= Barry Desker =

Singaporean diplomat

Barry Desker is a former Singaporean diplomat and corporate executive. He was the non-resident ambassador to the Vatican and Spain, as well as Singapore's representative to the ASEAN Intergovernmental Commission on Human Rights. Desker also serves as the chairman of the board of governors of Singapore Technologies Marine. He is a trustee of Singapore's Institute of Southeast Asian Studies, as well as a distinguished fellow and former dean of the S Rajaratnam School of International Studies. He was also a member of the Presidential Council for Minority Rights.

Desker was born on 29 March 1947 in Singapore. He joined the foreign service in 1970. Desker served as Singapore's Deputy Permanent Representative to the United Nations in New York from 1982 to 1984.

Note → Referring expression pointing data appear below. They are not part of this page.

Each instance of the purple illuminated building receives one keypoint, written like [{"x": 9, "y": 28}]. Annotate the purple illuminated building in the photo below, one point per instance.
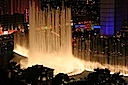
[{"x": 113, "y": 13}]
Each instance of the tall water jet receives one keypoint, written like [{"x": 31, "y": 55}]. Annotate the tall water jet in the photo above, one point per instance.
[{"x": 50, "y": 39}]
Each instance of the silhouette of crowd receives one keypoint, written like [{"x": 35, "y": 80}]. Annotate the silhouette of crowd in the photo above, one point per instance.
[{"x": 12, "y": 74}]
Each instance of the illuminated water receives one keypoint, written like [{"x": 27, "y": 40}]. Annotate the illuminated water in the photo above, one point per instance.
[
  {"x": 49, "y": 41},
  {"x": 49, "y": 44}
]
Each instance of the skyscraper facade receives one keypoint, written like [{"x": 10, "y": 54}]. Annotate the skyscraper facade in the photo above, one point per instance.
[{"x": 113, "y": 13}]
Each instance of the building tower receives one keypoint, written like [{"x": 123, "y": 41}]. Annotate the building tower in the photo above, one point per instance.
[{"x": 113, "y": 13}]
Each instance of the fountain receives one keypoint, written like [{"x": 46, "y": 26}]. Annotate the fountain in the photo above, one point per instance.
[
  {"x": 49, "y": 43},
  {"x": 49, "y": 40}
]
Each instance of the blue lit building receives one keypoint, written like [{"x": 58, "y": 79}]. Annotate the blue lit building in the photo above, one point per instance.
[{"x": 113, "y": 13}]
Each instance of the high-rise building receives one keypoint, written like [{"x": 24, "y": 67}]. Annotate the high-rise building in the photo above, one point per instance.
[{"x": 113, "y": 13}]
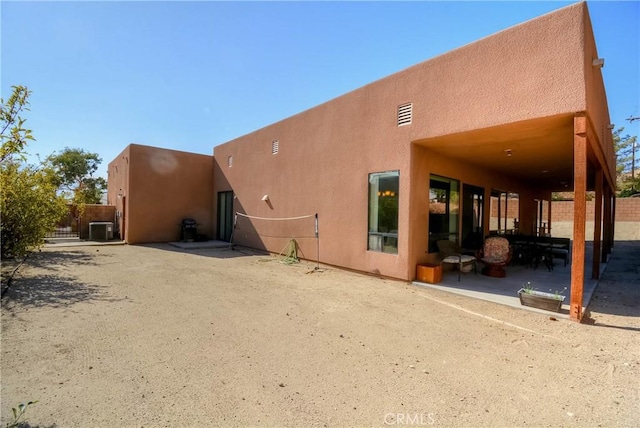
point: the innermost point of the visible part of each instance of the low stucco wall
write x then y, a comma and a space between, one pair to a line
96, 213
627, 224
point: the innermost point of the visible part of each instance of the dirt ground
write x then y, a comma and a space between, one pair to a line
153, 336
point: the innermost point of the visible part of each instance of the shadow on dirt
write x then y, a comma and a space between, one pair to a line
618, 292
39, 281
226, 252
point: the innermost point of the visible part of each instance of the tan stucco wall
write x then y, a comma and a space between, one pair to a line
118, 189
161, 187
326, 153
596, 97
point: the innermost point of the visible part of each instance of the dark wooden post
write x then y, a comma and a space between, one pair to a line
597, 226
579, 215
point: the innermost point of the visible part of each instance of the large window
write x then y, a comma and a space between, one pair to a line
383, 211
444, 210
505, 212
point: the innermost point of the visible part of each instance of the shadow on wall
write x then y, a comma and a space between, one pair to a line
624, 230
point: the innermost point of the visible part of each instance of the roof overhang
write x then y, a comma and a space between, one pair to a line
537, 151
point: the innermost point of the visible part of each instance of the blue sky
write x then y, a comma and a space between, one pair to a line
192, 75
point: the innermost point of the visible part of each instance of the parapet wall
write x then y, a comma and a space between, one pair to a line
627, 209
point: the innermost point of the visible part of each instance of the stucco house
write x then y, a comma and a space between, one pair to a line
465, 144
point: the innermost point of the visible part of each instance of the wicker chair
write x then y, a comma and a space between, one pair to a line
495, 254
451, 253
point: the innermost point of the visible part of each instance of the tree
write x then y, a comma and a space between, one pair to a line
30, 207
12, 133
29, 204
74, 169
626, 157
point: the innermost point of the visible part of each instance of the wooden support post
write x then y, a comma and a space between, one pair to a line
597, 226
549, 216
613, 220
606, 248
579, 216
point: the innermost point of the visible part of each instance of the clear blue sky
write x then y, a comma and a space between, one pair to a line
192, 75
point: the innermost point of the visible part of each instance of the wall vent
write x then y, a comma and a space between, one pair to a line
405, 114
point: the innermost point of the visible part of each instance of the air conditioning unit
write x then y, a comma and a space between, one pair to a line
100, 230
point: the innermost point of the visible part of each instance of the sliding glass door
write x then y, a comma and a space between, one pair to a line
444, 210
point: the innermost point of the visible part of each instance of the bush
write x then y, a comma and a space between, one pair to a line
30, 208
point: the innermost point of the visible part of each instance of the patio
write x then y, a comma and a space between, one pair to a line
505, 290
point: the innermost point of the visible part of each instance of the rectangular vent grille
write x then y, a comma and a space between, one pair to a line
405, 114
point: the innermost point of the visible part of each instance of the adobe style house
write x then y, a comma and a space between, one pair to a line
465, 144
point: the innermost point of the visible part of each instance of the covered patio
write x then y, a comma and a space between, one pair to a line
505, 290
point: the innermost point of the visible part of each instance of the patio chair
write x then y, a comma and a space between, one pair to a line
451, 253
495, 254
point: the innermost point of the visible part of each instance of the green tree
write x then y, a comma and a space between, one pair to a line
13, 135
30, 207
74, 169
29, 204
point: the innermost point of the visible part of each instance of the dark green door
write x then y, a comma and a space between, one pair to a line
225, 216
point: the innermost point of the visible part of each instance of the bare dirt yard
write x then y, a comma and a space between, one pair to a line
152, 336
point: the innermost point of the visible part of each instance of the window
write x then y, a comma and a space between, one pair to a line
405, 114
505, 212
383, 211
444, 210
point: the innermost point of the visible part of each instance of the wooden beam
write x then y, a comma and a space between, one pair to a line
597, 226
579, 217
606, 250
613, 220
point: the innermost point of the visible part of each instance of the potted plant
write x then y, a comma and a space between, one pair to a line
540, 299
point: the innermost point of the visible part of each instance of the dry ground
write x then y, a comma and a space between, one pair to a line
150, 336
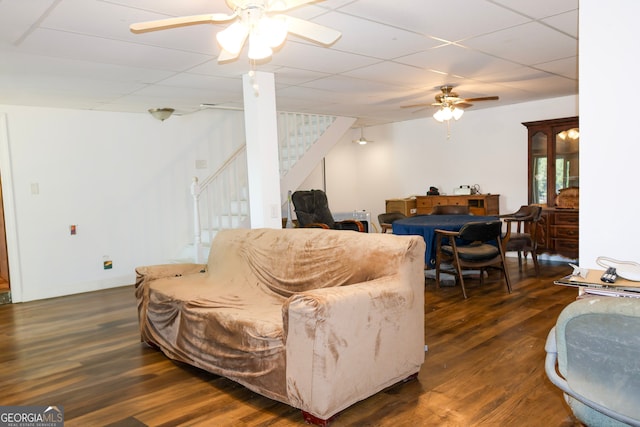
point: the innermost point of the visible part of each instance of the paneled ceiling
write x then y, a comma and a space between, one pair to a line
80, 54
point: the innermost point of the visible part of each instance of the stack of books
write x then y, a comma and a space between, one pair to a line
593, 285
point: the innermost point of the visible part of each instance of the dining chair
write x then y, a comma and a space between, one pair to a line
521, 235
476, 246
386, 219
312, 210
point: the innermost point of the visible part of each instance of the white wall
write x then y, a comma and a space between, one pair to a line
122, 178
609, 141
488, 147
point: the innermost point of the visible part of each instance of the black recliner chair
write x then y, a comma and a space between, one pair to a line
312, 210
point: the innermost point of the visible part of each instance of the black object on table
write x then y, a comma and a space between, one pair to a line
425, 226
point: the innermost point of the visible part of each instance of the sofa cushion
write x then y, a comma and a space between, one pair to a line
231, 329
315, 258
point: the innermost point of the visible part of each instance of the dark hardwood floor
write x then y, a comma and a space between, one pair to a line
484, 367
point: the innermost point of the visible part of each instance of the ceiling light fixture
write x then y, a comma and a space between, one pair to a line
362, 140
448, 112
265, 33
161, 114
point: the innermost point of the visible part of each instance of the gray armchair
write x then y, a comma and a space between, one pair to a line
596, 346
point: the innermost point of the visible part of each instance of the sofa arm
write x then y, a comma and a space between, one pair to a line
147, 274
344, 344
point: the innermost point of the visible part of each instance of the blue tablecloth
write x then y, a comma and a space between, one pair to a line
425, 226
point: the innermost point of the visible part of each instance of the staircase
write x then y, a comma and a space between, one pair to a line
221, 200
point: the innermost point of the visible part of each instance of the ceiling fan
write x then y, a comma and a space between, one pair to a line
449, 104
258, 20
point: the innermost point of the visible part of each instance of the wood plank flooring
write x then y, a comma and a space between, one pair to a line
484, 367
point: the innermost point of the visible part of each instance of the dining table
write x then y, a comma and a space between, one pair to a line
426, 226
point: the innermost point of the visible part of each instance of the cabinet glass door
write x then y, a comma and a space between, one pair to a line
554, 147
539, 169
567, 159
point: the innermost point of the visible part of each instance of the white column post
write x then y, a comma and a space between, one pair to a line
261, 129
197, 231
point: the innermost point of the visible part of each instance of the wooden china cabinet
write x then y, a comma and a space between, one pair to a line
554, 168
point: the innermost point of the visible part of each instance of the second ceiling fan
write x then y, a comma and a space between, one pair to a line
259, 21
449, 104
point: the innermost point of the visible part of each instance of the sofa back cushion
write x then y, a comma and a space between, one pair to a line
295, 260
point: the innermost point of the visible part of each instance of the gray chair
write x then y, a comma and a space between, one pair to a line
312, 210
596, 346
476, 246
521, 235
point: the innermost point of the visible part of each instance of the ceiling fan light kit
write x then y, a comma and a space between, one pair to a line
448, 113
161, 114
254, 20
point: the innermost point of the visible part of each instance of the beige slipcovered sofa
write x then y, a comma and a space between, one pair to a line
318, 319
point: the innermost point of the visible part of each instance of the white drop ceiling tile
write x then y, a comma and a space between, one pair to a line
17, 17
231, 69
343, 84
526, 44
313, 95
203, 82
544, 85
311, 57
171, 8
446, 19
513, 75
457, 60
292, 76
567, 67
396, 74
565, 22
374, 39
75, 46
539, 9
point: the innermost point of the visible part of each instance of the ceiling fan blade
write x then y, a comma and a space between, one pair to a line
311, 31
482, 98
164, 24
416, 105
281, 6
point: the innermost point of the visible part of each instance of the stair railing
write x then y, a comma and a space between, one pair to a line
225, 197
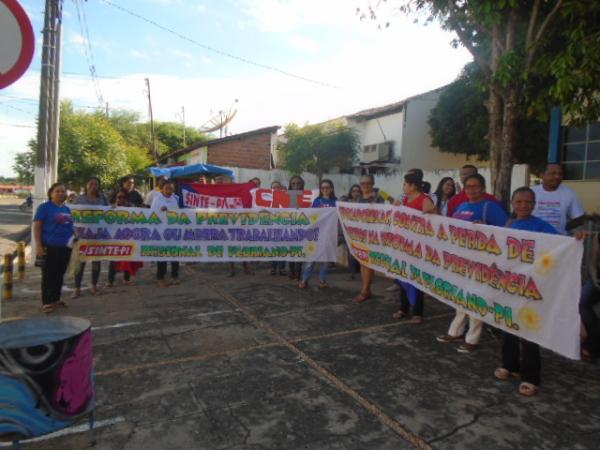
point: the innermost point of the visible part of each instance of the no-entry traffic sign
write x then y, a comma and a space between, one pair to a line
16, 42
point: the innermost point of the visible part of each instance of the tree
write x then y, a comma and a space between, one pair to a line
24, 164
170, 136
89, 145
534, 54
92, 144
459, 123
315, 148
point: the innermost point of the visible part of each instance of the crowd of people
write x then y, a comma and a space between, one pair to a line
549, 207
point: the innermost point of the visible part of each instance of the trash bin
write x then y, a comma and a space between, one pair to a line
46, 375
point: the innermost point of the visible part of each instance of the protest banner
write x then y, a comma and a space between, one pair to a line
522, 282
281, 198
220, 196
206, 235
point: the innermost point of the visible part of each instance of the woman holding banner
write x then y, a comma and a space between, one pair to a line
521, 357
445, 191
326, 199
414, 198
278, 266
53, 234
166, 200
476, 209
368, 195
296, 184
353, 265
93, 196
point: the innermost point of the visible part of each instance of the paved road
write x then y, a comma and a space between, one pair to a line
12, 223
252, 362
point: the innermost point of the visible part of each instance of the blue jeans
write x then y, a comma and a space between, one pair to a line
322, 272
590, 296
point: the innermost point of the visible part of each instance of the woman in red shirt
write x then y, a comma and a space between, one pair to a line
414, 198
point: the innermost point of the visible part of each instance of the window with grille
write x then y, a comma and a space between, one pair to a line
581, 152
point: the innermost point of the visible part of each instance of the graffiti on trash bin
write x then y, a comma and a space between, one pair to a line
44, 388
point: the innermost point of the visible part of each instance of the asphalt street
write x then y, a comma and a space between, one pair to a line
253, 362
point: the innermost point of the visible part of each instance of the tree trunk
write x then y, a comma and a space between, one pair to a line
495, 108
510, 117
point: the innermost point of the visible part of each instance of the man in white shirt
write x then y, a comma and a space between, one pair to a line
555, 203
166, 199
160, 181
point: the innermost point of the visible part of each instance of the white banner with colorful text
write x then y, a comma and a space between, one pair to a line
206, 235
522, 282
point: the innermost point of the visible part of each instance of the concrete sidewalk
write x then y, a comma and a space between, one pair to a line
254, 362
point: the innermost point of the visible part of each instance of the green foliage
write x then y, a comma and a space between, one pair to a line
92, 144
315, 148
459, 123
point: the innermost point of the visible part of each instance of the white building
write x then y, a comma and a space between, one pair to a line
395, 138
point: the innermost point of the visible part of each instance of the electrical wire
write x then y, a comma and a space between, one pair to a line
87, 49
15, 108
16, 125
217, 51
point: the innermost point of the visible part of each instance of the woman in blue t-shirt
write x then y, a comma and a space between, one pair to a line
53, 234
521, 357
326, 199
477, 209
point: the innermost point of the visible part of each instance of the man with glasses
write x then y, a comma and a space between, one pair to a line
556, 203
477, 209
465, 171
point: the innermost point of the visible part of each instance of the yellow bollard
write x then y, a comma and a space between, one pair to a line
7, 280
21, 260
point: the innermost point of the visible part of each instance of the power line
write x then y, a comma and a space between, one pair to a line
15, 108
87, 48
16, 125
32, 100
217, 51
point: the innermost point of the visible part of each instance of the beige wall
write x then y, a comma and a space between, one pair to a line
417, 150
588, 193
383, 129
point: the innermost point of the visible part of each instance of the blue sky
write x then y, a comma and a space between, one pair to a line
353, 63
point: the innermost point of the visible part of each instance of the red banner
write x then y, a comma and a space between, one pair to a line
222, 196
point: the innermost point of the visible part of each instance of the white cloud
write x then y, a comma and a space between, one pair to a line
139, 55
372, 68
290, 15
303, 43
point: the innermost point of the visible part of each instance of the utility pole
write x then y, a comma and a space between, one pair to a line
48, 121
152, 134
46, 165
183, 120
55, 102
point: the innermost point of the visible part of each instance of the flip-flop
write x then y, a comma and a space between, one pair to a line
528, 389
399, 315
504, 374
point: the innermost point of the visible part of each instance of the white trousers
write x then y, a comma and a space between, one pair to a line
457, 327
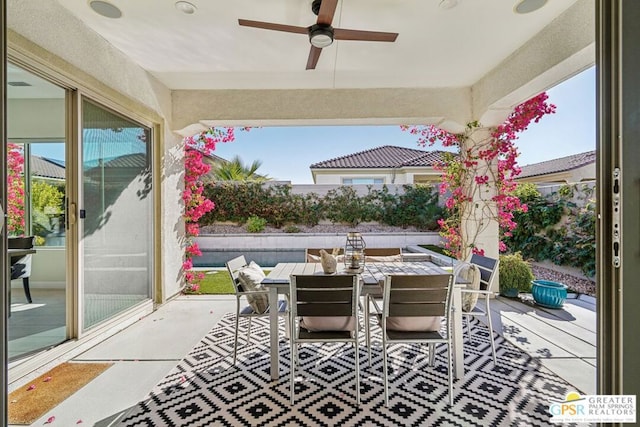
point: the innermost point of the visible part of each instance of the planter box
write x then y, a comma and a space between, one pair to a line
548, 294
270, 249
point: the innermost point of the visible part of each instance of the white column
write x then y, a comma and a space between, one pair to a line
479, 222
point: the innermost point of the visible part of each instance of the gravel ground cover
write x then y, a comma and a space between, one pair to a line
320, 228
575, 283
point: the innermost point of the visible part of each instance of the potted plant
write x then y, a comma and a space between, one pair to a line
515, 275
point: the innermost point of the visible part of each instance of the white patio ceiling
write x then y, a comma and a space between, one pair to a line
448, 66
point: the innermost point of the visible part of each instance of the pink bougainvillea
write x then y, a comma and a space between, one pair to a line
195, 202
15, 190
479, 166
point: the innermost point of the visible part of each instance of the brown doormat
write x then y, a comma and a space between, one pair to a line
34, 399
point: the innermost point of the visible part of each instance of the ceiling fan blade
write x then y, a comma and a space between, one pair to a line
314, 55
327, 10
272, 26
372, 36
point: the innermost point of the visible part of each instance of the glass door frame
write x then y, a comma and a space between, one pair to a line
75, 204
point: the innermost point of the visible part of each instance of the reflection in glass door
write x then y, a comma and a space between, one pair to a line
116, 214
36, 184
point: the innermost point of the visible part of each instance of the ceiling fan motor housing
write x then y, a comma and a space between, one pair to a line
321, 35
315, 6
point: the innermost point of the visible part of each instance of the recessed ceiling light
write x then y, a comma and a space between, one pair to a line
105, 9
448, 4
528, 6
186, 7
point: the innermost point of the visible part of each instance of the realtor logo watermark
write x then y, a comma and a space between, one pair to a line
594, 409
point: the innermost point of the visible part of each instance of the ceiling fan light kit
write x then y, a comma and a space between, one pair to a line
186, 7
448, 4
528, 6
321, 35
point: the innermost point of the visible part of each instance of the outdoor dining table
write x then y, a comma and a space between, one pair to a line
14, 253
277, 281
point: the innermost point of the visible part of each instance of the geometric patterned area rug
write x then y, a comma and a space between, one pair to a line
205, 389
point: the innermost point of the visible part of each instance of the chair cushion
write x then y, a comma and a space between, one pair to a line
387, 258
414, 323
471, 274
328, 323
250, 278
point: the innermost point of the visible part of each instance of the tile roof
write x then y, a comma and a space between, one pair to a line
386, 156
46, 168
558, 165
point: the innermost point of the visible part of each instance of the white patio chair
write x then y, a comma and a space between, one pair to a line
257, 298
324, 309
413, 301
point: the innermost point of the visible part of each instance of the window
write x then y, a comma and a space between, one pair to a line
36, 184
356, 181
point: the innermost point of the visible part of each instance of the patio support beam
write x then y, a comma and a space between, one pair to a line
549, 58
194, 110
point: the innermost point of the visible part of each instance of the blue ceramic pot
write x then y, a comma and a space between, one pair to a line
548, 294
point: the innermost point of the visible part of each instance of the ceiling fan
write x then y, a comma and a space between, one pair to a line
322, 34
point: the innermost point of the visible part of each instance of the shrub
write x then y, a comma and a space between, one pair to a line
292, 229
236, 202
514, 273
256, 224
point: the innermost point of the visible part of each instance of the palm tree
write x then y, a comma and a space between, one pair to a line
236, 170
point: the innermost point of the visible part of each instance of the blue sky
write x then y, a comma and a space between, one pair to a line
287, 152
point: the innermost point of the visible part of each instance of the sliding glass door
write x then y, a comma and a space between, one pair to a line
116, 214
37, 187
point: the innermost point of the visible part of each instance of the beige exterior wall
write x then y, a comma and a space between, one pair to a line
390, 176
39, 35
583, 173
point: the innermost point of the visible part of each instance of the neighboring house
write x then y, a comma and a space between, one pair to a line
213, 161
47, 169
382, 165
575, 168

He was Singapore's Ambassador to Indonesia from 1986 to 1993. He retired from the foreign service in 1993 and was appointed the chief executive officer (CEO) of the Trade Development Board (1994-2000). He was Singapore's Deputy Permanent Representative to the United Nations in New York. He was previously on the Boards of Sime SembCorp Engineering Sdn Bhd, Sembawang Engineering and Construction (now SembCorp Utilities) and Jurong Port.

Desker took over as director of the Institute of Defence and Strategic Studies (IDSS) in 2000. The IDSS was expanded to a full graduate school and policy-focused think tank in 2007, and was renamed as the S Rajaratnam School of International Studies. Desker stepped down as dean of the school in 2014.

Desker, a President's Scholar, graduated from the University of Singapore with a Bachelor of Arts (First Class Honours) degree in 1970 and obtained his master's degree from the University of London in 1973.

Desker is also an Asia-Pacific member of the Trilateral Commission.